Technical information
- Licensing authority: CRT
- Class: C
- Power: 0.4 kW day/0.1 kW night
- Transmitter coordinates: 32°39′48″N 115°28′04″W﻿ / ﻿32.66333°N 115.46778°W

Links
- Webcast: Listen live
- Website: noticias1120am.com

= XEMX-AM =

Radio station in Mexicali, Baja California, Mexico

XEMX-AM is a radio station on 1120 AM in Mexicali, Baja California, Mexico.

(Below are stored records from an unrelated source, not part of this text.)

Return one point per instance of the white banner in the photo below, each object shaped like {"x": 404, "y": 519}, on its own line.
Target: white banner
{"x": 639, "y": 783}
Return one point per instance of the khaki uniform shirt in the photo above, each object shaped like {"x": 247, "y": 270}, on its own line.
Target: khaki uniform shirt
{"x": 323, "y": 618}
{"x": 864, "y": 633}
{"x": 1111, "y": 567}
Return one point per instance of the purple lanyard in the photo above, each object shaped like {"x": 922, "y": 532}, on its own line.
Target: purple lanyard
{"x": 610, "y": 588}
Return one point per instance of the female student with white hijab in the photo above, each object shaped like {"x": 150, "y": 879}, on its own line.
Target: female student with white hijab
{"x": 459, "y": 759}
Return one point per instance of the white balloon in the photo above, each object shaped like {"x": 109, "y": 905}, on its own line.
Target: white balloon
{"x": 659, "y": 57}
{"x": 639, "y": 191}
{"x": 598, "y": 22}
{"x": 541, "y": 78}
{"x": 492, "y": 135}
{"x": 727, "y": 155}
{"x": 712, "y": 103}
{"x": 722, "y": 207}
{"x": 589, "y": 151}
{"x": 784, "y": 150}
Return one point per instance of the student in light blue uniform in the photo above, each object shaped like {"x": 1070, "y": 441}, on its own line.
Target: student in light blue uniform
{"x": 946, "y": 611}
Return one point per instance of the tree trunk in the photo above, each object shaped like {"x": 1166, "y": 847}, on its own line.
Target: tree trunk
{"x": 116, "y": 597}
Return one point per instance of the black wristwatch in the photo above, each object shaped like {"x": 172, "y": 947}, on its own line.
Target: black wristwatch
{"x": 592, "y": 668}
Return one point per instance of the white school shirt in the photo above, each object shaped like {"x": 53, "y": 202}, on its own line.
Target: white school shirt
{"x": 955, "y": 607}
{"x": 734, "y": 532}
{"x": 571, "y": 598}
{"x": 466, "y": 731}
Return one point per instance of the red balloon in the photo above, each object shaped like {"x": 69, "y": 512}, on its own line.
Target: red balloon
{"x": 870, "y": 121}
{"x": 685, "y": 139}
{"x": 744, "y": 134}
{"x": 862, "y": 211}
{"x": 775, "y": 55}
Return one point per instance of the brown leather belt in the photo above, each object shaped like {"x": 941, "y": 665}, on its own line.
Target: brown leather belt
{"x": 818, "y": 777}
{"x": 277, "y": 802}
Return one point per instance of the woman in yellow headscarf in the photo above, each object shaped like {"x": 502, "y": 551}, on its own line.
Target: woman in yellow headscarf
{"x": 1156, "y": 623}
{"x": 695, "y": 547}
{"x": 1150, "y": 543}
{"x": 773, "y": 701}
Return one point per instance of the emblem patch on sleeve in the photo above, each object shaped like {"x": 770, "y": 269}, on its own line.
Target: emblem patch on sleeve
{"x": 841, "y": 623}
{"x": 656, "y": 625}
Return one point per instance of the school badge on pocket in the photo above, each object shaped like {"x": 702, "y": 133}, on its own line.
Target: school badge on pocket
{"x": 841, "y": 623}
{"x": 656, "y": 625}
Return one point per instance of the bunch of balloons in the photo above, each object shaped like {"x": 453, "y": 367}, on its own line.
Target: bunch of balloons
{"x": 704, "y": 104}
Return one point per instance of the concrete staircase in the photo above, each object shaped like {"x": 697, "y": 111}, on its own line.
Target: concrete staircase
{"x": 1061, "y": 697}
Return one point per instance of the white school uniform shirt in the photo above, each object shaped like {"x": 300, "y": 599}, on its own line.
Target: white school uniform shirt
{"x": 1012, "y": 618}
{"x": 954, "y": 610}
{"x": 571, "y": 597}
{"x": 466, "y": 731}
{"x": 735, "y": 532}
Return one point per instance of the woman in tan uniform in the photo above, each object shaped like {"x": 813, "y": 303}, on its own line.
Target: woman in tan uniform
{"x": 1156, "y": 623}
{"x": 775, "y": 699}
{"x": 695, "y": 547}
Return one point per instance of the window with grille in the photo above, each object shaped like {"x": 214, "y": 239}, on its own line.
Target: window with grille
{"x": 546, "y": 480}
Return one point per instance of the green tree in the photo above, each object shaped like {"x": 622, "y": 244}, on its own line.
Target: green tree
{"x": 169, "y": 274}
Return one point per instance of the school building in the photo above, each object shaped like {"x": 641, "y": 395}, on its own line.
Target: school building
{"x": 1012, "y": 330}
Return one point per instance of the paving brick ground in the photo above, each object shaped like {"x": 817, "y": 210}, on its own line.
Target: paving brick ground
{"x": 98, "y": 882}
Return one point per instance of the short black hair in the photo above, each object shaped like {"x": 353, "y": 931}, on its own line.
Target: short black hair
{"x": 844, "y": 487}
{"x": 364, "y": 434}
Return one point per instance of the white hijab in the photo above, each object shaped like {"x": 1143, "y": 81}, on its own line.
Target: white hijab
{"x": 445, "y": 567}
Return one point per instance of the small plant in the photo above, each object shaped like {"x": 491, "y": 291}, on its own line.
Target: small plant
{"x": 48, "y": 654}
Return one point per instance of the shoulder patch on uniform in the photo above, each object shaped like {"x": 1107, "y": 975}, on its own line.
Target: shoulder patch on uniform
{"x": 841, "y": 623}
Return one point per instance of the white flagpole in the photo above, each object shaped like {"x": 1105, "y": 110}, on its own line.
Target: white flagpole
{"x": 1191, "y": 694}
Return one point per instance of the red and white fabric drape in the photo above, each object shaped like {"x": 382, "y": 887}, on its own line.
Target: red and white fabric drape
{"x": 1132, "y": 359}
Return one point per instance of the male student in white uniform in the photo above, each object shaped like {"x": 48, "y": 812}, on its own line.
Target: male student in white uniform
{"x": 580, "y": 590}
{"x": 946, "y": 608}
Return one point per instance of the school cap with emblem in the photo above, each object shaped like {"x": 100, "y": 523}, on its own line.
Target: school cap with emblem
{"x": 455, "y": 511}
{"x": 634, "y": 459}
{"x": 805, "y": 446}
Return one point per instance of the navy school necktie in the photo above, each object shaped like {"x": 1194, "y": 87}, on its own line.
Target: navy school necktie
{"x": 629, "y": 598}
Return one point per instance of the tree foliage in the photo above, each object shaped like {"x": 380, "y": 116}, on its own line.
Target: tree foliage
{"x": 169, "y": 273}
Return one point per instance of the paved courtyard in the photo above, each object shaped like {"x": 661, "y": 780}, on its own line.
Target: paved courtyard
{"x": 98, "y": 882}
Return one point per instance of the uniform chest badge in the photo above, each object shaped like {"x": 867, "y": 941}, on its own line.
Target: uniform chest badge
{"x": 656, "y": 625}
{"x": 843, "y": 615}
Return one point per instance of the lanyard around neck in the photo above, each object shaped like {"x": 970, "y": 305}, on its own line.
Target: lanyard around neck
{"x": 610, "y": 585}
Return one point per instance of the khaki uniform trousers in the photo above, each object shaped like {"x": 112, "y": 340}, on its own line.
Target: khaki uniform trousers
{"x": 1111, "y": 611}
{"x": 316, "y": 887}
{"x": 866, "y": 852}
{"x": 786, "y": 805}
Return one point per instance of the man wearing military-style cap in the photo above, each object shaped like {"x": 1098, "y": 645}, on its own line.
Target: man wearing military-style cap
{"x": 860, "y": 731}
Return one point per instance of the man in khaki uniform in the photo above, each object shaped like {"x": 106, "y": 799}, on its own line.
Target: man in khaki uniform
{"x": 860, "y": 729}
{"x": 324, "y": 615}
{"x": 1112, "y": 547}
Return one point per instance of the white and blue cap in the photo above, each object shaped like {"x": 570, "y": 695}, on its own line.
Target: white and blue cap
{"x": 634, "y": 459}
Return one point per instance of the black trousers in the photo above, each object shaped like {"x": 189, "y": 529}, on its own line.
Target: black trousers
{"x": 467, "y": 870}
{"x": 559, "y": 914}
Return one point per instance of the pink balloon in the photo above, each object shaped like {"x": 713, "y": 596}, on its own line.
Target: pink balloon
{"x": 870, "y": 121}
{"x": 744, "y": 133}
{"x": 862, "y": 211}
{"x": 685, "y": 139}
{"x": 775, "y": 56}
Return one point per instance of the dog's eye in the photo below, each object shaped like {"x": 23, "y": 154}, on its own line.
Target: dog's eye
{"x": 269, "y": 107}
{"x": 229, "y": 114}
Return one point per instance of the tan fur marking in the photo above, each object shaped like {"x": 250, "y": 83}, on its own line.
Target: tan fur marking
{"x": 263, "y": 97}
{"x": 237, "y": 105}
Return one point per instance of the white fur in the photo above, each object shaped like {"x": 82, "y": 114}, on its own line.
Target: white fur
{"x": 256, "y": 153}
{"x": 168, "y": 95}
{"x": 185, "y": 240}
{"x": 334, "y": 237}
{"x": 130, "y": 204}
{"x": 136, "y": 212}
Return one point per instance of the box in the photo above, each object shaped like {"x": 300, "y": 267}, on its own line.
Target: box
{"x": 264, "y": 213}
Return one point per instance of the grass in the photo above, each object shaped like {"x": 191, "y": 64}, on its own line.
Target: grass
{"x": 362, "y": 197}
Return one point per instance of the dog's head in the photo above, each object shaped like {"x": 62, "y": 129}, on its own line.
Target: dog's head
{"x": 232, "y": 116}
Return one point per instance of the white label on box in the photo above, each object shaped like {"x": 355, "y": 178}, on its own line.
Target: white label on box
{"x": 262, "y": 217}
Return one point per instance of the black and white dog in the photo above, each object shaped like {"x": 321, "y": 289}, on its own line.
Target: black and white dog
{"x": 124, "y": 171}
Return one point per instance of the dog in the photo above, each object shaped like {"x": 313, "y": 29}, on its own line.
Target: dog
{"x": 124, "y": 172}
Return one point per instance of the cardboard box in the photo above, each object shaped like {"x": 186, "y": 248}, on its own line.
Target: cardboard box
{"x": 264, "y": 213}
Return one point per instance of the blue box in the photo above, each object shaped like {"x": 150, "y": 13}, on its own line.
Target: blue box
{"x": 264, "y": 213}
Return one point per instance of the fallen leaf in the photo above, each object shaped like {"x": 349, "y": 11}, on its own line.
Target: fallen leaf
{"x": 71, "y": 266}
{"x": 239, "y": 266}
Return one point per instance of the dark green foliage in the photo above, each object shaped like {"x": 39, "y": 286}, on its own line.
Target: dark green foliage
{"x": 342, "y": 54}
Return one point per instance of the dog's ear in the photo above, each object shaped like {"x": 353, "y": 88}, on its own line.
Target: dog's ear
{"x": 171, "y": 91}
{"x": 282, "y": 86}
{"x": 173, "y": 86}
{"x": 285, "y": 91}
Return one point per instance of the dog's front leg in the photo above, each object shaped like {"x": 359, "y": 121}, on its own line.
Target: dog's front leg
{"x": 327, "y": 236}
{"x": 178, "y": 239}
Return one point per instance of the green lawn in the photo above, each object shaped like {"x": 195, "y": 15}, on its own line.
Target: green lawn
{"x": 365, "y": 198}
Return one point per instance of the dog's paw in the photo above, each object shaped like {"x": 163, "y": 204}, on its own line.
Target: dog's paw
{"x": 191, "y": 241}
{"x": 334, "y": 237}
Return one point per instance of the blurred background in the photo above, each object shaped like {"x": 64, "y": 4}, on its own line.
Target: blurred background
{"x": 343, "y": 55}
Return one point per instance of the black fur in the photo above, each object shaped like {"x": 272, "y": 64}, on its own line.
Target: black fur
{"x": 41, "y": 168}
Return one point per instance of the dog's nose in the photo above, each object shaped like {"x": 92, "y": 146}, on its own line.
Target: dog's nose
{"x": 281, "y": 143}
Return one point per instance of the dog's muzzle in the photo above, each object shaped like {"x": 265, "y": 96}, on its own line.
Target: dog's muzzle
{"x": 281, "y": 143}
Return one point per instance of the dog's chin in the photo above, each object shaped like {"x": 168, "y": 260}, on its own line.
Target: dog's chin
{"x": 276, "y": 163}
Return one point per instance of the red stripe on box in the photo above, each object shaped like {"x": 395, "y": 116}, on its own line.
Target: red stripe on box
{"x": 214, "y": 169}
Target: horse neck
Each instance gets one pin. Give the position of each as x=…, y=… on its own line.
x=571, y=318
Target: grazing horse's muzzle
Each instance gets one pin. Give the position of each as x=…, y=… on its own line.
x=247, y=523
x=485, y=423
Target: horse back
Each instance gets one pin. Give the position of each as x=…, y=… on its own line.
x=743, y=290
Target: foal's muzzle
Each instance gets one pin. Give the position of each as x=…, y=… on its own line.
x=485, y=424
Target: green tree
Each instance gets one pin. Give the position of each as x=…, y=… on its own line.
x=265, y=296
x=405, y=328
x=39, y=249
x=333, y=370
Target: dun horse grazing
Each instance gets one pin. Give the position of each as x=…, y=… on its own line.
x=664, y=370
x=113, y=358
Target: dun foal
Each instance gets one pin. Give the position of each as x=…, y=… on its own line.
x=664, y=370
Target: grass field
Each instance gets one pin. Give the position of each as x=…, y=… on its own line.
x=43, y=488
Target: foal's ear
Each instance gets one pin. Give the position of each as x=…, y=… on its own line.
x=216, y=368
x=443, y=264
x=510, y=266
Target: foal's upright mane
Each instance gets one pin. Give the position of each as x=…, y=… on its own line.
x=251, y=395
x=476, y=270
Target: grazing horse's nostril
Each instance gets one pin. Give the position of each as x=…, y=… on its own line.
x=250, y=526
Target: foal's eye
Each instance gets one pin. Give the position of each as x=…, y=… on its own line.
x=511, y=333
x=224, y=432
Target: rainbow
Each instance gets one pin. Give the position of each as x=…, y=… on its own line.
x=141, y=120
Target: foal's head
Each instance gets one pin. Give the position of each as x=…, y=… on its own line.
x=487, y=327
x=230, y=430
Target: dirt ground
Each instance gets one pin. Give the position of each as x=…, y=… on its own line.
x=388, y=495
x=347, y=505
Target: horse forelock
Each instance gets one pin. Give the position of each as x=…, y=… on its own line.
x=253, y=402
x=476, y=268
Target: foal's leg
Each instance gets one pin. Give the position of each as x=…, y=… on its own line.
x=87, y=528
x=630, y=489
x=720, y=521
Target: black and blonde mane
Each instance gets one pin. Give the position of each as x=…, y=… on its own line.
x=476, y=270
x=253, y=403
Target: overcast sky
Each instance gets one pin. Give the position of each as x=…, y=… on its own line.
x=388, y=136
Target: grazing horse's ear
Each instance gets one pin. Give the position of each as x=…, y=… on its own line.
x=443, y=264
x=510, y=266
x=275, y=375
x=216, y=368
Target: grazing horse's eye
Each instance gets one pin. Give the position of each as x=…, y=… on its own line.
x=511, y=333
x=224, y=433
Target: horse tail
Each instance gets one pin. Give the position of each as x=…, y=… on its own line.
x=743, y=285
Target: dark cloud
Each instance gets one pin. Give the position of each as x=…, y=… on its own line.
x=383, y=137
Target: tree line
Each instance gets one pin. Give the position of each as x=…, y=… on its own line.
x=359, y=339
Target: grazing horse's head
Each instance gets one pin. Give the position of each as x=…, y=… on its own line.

It is a news/talk station and forms part of the city's MVS Radio cluster.

==History==
XEMX received its concession on May 18, 1988. It was owned by Carlos Armando Madrazo y Pintado and sold to Sociedad Mexicana de Radio de Baja California in 1999. SOMER Baja California was folded into MVS proper in 2012. While MVS operated few AM stations in general (it was an early adopter of FM), it had an outsized cluster in Mexicali, consisting of XHJC-FM 91.5, XHPF-FM 101.9, XHVG-FM 103.3, XHCMS-FM 105.5, XEMVS-AM 820 and XEMX. XHCMS and XEMVS (now XHABCA) were sold in 2004.